Meanwhile, Asian economies have become increasingly
dependent on oil over the years. The Asia-Pacific Economic
Corp. noted “the risks posed by oil price volatility to the world
economic recovery and for developing economies that are
heavily dependent on oil market conditions…The level of
increase in oil prices is seen as a major risk to the robust growth
which is the outlook for the vast majority of APEC economies.”
It”s important to remember that since the end of the Gulf War,
cheap crude has been a major factor in fueling the worldwide
expansion.

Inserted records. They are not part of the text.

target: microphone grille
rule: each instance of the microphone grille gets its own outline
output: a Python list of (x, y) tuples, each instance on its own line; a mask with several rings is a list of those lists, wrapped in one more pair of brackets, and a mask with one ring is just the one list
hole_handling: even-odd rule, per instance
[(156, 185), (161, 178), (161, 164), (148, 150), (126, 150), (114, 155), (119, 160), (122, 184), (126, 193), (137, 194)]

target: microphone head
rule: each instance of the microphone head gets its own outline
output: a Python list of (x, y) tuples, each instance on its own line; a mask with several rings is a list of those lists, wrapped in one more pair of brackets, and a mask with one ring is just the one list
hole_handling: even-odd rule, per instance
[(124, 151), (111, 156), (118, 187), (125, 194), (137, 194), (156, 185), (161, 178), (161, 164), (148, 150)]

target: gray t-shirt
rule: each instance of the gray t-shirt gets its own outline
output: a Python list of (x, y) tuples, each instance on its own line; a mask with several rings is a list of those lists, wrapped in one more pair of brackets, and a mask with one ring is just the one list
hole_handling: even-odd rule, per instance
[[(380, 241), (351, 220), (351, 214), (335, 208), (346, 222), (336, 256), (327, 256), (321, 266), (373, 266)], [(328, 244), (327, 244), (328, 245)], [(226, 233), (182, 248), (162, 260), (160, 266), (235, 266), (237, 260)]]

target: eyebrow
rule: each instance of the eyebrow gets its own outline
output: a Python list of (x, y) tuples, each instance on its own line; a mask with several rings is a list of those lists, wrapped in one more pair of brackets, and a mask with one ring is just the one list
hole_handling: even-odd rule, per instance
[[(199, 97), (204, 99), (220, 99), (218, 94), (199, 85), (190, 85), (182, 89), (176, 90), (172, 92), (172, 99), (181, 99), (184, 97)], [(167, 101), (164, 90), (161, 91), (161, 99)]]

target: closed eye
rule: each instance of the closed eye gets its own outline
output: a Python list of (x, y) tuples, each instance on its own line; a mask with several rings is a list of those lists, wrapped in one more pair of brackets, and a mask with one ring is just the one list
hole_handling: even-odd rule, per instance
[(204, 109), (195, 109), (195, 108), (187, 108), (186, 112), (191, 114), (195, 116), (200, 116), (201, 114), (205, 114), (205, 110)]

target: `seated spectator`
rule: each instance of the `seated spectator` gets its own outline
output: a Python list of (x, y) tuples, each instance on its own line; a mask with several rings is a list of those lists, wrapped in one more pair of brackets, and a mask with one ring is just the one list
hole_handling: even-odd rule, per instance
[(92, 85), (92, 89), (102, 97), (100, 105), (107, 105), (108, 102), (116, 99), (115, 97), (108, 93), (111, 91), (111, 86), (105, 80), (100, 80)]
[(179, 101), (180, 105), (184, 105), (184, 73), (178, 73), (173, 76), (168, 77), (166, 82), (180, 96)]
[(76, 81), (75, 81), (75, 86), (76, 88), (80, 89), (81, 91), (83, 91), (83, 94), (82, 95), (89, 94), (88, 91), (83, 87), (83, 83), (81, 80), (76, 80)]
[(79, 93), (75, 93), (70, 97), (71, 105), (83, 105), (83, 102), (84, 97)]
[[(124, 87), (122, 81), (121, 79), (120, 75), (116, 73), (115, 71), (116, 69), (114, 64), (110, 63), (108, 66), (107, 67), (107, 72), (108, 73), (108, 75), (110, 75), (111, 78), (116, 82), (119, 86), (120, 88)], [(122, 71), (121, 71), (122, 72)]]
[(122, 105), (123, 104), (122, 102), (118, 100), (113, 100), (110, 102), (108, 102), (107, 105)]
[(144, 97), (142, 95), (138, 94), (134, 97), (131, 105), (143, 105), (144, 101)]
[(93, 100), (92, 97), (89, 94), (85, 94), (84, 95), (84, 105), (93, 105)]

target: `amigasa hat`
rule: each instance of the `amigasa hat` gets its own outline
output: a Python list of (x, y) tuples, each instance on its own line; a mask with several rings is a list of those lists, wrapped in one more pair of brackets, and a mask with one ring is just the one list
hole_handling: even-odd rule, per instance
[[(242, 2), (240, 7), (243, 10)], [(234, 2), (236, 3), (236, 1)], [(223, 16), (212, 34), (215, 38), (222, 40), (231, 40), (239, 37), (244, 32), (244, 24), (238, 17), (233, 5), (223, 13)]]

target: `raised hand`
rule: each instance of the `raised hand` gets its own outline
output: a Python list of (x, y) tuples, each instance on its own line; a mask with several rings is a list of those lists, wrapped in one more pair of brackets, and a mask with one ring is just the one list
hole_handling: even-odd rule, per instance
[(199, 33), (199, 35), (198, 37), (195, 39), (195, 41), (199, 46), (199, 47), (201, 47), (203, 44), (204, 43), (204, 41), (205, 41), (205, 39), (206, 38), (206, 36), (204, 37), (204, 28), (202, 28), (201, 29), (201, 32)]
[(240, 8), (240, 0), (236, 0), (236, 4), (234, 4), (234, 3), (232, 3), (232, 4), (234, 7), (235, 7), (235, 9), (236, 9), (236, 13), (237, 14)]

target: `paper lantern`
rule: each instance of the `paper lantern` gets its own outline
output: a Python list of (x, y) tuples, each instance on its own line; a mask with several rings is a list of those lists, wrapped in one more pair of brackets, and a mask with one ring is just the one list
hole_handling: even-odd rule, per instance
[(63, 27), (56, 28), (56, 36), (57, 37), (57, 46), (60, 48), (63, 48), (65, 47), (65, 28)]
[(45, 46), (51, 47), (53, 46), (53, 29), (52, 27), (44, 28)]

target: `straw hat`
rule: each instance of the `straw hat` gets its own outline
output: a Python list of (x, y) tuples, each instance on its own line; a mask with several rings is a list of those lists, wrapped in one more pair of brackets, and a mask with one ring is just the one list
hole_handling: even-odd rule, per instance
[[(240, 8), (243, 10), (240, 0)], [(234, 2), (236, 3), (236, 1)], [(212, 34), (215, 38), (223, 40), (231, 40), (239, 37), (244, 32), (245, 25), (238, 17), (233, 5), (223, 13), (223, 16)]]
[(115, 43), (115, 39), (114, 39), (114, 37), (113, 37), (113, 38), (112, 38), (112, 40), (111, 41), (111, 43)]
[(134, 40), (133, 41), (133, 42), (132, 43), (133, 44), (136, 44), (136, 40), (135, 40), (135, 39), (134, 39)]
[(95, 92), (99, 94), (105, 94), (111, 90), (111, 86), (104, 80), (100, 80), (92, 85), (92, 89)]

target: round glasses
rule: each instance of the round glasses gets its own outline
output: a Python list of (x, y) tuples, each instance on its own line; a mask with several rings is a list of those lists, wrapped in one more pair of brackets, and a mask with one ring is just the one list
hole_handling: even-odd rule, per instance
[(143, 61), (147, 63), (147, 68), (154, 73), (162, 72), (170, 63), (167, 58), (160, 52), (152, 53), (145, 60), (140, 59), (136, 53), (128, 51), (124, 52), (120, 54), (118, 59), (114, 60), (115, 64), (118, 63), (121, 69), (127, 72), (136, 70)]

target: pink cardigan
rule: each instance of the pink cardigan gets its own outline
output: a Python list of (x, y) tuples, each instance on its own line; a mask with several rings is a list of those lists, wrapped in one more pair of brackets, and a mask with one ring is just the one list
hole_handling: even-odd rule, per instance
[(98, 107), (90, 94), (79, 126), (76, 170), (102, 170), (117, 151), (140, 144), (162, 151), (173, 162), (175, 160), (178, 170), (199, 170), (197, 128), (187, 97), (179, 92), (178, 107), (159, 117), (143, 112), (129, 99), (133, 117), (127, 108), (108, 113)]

But when the trend reverses in the violent manner
in which it has, beware.
Despite the high value of the U.S. dollar against European
currencies, this was not a week to be traipsing about the English
countryside or checking out the sites in Belgium, Germany and
Spain, to name a few. Government leaders were faced with
their biggest crisis in years as it seemed that anyone whose
livelihood was dependent to any extent on the price of oil took
to the streets, blocking roads and refinery entrances and, in
some cases, bringing whole cities to their knees.
Two weeks ago, the French government had given in to many
of the demands of the fishermen and truckers. The other
European governments were determined not to do so.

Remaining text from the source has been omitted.